September 23, 2008
Driving out of Bowen on Avenida Sarmiento , the outskirts of town give way to rows of crops, tall alamos trees gridding off farm boundaries. And as you motor along, if you're not paying attention, you'll miss the vintage hubcap lashed to the fence of one of the farms, hand-painted with black lettering that reads 'DOÑA MARUCA'.
Doña Maruca (pictured above with her husband) is like some Argentinean Martha Stewart, making jams and preserves, canning, making sauces. On Saturdays she and a few others set up tables in the main square in General Alvear and sell their goodies to tourists, usually from Buenos Aires, who are passing though for a country weekend.
But Doña Maruca infuses what she does with love and creativity, adding her own hand into her work. So she has the standard canned peaches in syrup, pickled eggplant, olives and whole tomatoes, apricot jam and other typical things from that region. But she also makes grapes in grappa, figs in syrup, homemade alfajores and baked apple cake, juices, with flavors like grape and peach, and quince paste made from scratch, with little walnuts nestled inside. Oh, and homemade chimmichurri, re-bottled in an old Coca-Cola bottle, and re-sealed:
Doña Maruca also famously made a prize-winning squash into jam. Like many agricultural communities, the area around Bowen and Alvear had a contest to find the largest vegetables. Evidently, there was one butternut squash that was exceptional, and took the prize. After all the prize-winning excitement had passed, the farmer who grew it didn't quite no what to do with all that squash. So Doña Maruca offered to take it off his hands, and made her prize-winning squash jam.
I guess her philosophy can be summed up by saying when life hands you giant squash, make squash jam. She is a true regional treasure. One of those that if you're not careful, you might just miss.
Dulce de Zapallo
Of course, this is a recipe I adapted. Doña Maruca's recipes are top secret!

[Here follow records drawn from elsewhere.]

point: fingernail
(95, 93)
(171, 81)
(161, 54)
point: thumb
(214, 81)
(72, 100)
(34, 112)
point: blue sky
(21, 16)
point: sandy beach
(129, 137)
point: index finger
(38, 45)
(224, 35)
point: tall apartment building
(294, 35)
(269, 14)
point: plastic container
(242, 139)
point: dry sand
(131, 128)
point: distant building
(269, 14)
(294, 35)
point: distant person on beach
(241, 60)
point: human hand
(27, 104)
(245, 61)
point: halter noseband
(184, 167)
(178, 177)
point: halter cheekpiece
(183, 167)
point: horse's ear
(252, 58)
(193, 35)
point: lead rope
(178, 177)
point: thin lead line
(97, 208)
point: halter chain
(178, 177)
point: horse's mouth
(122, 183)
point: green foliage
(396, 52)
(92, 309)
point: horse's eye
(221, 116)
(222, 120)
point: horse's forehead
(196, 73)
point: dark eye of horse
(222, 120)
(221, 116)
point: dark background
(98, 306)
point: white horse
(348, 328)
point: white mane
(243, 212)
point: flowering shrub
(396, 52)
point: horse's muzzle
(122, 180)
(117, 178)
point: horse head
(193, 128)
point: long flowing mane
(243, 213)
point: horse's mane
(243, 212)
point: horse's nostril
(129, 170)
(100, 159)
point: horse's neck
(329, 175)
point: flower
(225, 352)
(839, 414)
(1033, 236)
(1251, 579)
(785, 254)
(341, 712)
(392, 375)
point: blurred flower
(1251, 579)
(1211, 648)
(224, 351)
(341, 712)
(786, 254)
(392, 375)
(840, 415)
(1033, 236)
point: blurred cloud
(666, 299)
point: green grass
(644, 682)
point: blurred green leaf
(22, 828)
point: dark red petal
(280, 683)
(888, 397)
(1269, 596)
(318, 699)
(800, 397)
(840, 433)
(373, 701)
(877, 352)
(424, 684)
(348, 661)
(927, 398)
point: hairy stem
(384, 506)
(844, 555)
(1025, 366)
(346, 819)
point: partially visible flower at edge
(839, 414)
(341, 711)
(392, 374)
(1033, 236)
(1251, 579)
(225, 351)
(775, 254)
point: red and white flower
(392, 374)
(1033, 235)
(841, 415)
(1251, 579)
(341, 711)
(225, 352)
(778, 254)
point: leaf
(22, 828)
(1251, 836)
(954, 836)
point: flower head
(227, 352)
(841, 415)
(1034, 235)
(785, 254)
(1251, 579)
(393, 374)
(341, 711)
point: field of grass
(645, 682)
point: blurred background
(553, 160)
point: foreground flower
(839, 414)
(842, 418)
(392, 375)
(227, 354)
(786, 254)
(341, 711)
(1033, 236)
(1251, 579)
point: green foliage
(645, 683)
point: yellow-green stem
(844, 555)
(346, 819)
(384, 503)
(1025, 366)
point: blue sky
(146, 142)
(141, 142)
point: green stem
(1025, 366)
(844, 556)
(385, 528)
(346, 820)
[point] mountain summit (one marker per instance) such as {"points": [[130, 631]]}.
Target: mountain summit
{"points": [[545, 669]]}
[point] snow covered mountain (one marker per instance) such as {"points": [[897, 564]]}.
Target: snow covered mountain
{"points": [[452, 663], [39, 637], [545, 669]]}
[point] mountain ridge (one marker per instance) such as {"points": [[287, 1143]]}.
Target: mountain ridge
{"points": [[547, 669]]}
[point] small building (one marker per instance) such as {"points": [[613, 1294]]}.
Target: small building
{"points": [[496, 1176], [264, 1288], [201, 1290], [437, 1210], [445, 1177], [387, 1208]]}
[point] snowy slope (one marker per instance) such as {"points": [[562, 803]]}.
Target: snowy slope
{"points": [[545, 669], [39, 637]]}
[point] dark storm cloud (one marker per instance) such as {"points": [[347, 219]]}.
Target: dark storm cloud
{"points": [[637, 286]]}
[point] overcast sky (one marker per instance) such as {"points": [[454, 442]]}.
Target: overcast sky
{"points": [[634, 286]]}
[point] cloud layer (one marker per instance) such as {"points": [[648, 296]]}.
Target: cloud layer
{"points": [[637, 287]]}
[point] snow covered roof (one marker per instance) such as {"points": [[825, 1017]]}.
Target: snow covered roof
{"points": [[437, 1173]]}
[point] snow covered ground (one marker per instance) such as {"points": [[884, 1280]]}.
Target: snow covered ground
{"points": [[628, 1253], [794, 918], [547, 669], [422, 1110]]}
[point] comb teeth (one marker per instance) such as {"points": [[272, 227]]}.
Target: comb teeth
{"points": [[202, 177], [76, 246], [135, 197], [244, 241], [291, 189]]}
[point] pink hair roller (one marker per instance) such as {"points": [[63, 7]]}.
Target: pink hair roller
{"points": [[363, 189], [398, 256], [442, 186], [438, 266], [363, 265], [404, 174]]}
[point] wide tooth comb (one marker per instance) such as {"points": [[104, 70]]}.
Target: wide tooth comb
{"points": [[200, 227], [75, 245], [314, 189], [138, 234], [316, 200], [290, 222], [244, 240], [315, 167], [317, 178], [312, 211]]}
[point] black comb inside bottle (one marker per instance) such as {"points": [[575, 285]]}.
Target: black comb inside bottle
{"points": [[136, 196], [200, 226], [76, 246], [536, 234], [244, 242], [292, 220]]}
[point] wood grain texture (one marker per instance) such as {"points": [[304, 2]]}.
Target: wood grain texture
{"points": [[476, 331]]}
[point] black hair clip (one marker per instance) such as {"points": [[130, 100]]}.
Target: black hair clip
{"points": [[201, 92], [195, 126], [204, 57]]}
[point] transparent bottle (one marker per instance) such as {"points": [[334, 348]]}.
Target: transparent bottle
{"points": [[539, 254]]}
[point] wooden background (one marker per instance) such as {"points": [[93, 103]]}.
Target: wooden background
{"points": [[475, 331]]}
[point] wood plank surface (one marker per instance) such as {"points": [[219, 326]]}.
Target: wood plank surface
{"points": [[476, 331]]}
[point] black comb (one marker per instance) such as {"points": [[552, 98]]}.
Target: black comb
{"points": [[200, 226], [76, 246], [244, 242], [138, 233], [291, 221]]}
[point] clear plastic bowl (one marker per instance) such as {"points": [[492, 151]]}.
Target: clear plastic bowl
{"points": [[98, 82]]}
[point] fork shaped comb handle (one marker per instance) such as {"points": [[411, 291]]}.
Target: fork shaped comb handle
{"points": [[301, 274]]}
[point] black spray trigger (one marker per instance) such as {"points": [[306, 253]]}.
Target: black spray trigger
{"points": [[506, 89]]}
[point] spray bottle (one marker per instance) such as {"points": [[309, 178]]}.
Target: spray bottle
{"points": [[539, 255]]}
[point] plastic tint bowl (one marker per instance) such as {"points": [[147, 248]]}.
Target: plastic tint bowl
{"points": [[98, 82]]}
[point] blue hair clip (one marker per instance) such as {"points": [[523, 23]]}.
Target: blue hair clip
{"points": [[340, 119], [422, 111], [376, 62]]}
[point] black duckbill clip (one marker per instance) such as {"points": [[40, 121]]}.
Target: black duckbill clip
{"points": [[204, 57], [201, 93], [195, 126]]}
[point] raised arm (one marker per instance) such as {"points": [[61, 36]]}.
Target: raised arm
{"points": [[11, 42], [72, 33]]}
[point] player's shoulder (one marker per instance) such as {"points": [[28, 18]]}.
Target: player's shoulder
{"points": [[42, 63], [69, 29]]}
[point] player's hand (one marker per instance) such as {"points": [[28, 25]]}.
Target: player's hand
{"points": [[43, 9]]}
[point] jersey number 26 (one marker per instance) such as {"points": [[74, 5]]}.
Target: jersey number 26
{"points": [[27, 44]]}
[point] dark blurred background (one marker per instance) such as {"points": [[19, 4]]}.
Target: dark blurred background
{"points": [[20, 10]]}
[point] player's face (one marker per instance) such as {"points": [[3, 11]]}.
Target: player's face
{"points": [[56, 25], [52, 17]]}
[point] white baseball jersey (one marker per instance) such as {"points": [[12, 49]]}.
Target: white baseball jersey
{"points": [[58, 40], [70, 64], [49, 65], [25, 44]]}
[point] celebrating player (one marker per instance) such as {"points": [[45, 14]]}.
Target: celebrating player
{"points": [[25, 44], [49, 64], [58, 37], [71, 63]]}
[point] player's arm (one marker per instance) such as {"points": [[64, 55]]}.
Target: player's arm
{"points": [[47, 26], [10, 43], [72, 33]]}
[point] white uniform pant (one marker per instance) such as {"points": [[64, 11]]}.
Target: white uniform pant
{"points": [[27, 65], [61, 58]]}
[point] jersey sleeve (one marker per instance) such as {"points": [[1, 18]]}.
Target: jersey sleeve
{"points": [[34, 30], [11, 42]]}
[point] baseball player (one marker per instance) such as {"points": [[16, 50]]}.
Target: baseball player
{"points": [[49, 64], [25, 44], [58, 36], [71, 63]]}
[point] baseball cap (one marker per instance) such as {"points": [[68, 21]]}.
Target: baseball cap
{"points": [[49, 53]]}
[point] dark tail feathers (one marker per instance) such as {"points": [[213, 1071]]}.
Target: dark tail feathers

2 lbs. butternut squash, seeded, peeled and cut into smallish pieces
1 lb. sugar
2 cups (or more, as needed) of water
Place the squash in a medium-sized saucepan and just cover squash with water. Bring to a boil. Boil until the squash has become very soft, stirring frequently. Drain the water. In another saucepan, bring the 2 cups of water and sugar to a boil, stirring together. The sugar and water will become thick. Add in the squash, mashing the squash pieces to the texture desired. (It shouldn't be too chunky or too fine.) Cook, stirring together the squash and sugar and water, until you get a thick, jelly like substance, and most of the water has evaporated. Take care not to heat too high, you don't want scalded or burned squash. Put into jars, and can according to manufacturer's instructions, or put into jars and refrigerate to be consumed within 2 weeks. Enjoy spread on toast for breakfast or crackers with a cheese course.